Primary acinic cell carcinoma of the lung is particularly difficult to diagnose histologically because the primary basis for the diagnosis is morphological features. Fechner et al. initially reported on two cell populations in primary acinic cell carcinoma of the lung: a majority of light cells, akin to acinic cell tumor of the parotid gland, and dark cells, resembling normal serous cells of the bronchial submucosal glands.

When compared to the traditional "blue dot" appearance of acinic cell carcinomas originating from the parotid gland, the majority of primary pulmonary acinic cell carcinomas exhibit a mixture of clear and eosinophilic granular cytoplasm.
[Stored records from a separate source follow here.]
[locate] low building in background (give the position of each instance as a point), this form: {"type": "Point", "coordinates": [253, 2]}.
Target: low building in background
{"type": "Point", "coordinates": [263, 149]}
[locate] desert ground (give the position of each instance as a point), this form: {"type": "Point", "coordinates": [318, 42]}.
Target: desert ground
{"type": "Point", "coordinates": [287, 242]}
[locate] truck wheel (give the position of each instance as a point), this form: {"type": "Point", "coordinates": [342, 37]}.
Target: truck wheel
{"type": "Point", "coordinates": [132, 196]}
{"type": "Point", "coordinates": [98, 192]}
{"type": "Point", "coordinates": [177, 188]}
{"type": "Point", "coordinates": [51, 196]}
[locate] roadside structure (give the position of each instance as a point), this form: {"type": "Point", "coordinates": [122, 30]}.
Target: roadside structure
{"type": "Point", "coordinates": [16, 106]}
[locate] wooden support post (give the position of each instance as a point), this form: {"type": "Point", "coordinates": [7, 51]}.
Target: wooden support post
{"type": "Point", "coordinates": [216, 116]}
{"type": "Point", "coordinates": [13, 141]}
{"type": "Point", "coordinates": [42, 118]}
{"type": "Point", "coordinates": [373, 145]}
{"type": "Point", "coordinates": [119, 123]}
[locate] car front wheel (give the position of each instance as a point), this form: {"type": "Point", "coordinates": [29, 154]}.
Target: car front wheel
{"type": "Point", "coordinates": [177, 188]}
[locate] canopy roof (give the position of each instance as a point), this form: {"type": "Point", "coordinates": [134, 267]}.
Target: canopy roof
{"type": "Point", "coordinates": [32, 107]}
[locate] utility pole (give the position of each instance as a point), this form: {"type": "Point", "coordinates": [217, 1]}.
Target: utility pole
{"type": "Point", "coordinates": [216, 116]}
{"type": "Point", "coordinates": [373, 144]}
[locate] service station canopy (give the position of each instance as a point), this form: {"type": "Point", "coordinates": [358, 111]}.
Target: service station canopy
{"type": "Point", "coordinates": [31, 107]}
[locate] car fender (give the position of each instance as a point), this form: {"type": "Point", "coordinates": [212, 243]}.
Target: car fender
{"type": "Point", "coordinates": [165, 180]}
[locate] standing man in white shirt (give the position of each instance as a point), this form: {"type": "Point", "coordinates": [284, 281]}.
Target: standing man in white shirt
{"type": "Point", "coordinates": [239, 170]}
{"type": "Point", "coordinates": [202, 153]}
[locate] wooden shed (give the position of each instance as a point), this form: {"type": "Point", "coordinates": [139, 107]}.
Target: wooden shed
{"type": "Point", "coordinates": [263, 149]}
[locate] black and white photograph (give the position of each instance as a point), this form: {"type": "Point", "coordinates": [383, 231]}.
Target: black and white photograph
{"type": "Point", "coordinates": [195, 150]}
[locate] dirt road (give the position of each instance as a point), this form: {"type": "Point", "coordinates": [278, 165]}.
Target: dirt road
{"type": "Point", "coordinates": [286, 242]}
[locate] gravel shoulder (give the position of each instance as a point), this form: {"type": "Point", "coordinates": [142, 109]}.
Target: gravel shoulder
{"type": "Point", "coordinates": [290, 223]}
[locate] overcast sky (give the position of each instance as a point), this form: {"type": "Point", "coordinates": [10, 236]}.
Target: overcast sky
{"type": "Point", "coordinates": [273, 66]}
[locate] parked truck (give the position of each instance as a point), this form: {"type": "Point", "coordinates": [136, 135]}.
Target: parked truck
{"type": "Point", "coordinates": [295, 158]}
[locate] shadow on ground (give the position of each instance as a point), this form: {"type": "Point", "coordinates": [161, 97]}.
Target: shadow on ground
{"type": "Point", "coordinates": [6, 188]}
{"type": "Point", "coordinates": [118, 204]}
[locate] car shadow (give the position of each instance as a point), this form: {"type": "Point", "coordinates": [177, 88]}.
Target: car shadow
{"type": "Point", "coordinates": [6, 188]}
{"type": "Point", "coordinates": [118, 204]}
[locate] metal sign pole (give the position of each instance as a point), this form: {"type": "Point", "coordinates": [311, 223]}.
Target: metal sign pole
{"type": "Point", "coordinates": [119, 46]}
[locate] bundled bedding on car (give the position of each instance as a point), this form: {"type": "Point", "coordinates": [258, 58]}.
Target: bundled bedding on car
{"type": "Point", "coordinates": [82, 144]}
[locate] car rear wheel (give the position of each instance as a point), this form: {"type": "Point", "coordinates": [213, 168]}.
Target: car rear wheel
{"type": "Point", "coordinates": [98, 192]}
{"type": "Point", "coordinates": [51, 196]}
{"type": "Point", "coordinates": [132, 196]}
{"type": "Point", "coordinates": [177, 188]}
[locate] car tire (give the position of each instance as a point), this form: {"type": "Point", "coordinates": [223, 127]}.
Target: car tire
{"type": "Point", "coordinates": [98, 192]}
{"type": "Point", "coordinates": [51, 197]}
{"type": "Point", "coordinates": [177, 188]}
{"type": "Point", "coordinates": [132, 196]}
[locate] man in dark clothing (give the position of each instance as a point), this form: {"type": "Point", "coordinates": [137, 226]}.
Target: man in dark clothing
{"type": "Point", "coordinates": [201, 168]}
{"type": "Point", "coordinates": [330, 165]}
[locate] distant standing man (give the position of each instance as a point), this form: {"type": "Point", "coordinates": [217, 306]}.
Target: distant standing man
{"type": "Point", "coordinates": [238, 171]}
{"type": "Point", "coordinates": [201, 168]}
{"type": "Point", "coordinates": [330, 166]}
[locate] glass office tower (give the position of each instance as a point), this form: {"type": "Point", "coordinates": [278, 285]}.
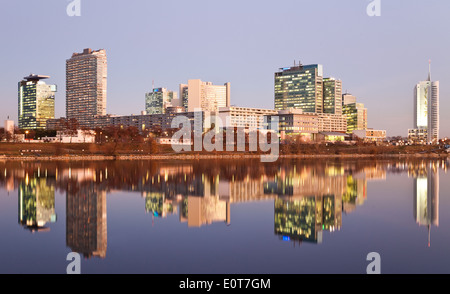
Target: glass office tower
{"type": "Point", "coordinates": [86, 86]}
{"type": "Point", "coordinates": [300, 87]}
{"type": "Point", "coordinates": [332, 96]}
{"type": "Point", "coordinates": [157, 100]}
{"type": "Point", "coordinates": [36, 102]}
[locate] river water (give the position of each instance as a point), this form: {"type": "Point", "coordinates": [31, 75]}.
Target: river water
{"type": "Point", "coordinates": [227, 217]}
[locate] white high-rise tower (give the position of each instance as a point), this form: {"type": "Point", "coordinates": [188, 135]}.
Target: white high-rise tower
{"type": "Point", "coordinates": [426, 109]}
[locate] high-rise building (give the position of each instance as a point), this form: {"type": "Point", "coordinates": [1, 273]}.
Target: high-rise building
{"type": "Point", "coordinates": [355, 113]}
{"type": "Point", "coordinates": [36, 102]}
{"type": "Point", "coordinates": [426, 111]}
{"type": "Point", "coordinates": [86, 83]}
{"type": "Point", "coordinates": [332, 96]}
{"type": "Point", "coordinates": [158, 100]}
{"type": "Point", "coordinates": [205, 96]}
{"type": "Point", "coordinates": [300, 87]}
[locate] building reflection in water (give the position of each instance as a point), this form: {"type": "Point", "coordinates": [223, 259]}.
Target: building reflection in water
{"type": "Point", "coordinates": [36, 204]}
{"type": "Point", "coordinates": [309, 197]}
{"type": "Point", "coordinates": [86, 215]}
{"type": "Point", "coordinates": [426, 197]}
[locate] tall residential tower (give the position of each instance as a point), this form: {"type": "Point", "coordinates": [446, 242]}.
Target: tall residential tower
{"type": "Point", "coordinates": [86, 83]}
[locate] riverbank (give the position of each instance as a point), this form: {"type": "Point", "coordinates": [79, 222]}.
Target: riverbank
{"type": "Point", "coordinates": [142, 151]}
{"type": "Point", "coordinates": [218, 157]}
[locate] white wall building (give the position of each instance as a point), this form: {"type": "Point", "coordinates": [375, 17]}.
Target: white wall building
{"type": "Point", "coordinates": [80, 136]}
{"type": "Point", "coordinates": [243, 117]}
{"type": "Point", "coordinates": [205, 96]}
{"type": "Point", "coordinates": [426, 108]}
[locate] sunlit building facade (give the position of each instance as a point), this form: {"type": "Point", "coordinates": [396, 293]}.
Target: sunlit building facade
{"type": "Point", "coordinates": [86, 86]}
{"type": "Point", "coordinates": [426, 112]}
{"type": "Point", "coordinates": [332, 96]}
{"type": "Point", "coordinates": [356, 115]}
{"type": "Point", "coordinates": [205, 96]}
{"type": "Point", "coordinates": [158, 100]}
{"type": "Point", "coordinates": [299, 87]}
{"type": "Point", "coordinates": [36, 102]}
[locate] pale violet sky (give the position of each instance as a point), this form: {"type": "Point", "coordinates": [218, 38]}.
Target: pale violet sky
{"type": "Point", "coordinates": [379, 59]}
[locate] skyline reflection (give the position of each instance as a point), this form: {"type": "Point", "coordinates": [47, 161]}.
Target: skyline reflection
{"type": "Point", "coordinates": [309, 197]}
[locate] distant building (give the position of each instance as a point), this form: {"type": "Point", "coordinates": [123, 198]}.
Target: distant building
{"type": "Point", "coordinates": [426, 110]}
{"type": "Point", "coordinates": [299, 87]}
{"type": "Point", "coordinates": [370, 135]}
{"type": "Point", "coordinates": [36, 102]}
{"type": "Point", "coordinates": [295, 123]}
{"type": "Point", "coordinates": [355, 113]}
{"type": "Point", "coordinates": [158, 100]}
{"type": "Point", "coordinates": [86, 86]}
{"type": "Point", "coordinates": [332, 96]}
{"type": "Point", "coordinates": [204, 95]}
{"type": "Point", "coordinates": [244, 117]}
{"type": "Point", "coordinates": [150, 121]}
{"type": "Point", "coordinates": [9, 126]}
{"type": "Point", "coordinates": [80, 136]}
{"type": "Point", "coordinates": [419, 136]}
{"type": "Point", "coordinates": [332, 123]}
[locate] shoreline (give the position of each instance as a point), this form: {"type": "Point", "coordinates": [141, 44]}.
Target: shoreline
{"type": "Point", "coordinates": [217, 157]}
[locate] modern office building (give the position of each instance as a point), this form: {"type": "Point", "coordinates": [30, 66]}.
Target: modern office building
{"type": "Point", "coordinates": [332, 96]}
{"type": "Point", "coordinates": [355, 113]}
{"type": "Point", "coordinates": [295, 122]}
{"type": "Point", "coordinates": [150, 121]}
{"type": "Point", "coordinates": [426, 111]}
{"type": "Point", "coordinates": [86, 86]}
{"type": "Point", "coordinates": [158, 100]}
{"type": "Point", "coordinates": [9, 126]}
{"type": "Point", "coordinates": [332, 123]}
{"type": "Point", "coordinates": [204, 95]}
{"type": "Point", "coordinates": [36, 102]}
{"type": "Point", "coordinates": [370, 135]}
{"type": "Point", "coordinates": [299, 87]}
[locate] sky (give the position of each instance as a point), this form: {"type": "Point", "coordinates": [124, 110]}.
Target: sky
{"type": "Point", "coordinates": [379, 59]}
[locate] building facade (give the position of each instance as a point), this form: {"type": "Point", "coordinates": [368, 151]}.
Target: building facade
{"type": "Point", "coordinates": [158, 100]}
{"type": "Point", "coordinates": [151, 121]}
{"type": "Point", "coordinates": [356, 115]}
{"type": "Point", "coordinates": [299, 87]}
{"type": "Point", "coordinates": [36, 102]}
{"type": "Point", "coordinates": [86, 86]}
{"type": "Point", "coordinates": [244, 117]}
{"type": "Point", "coordinates": [205, 96]}
{"type": "Point", "coordinates": [332, 96]}
{"type": "Point", "coordinates": [426, 110]}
This discrepancy can be attributed to the pulmonary submucosal gland's serous cells secreting a low concentration of peptides, proteins, and small organic molecules acting as antimicrobials, as well as the fact that they do not produce digestive zymogen. As a result, PAS-D stain weak positivity or negativity was noted. When assessing pulmonary ACC, immunohistochemical stains are not very useful because they show an immunoprofile that is typical of serous epithelial cells. EMA and cytokeratins typically cause immunoreactivity in these tumors. S100, lysozyme, and chromogranin are all negative. Amylase and α-1-antichymotrypsin have unreliable immunoreactivity.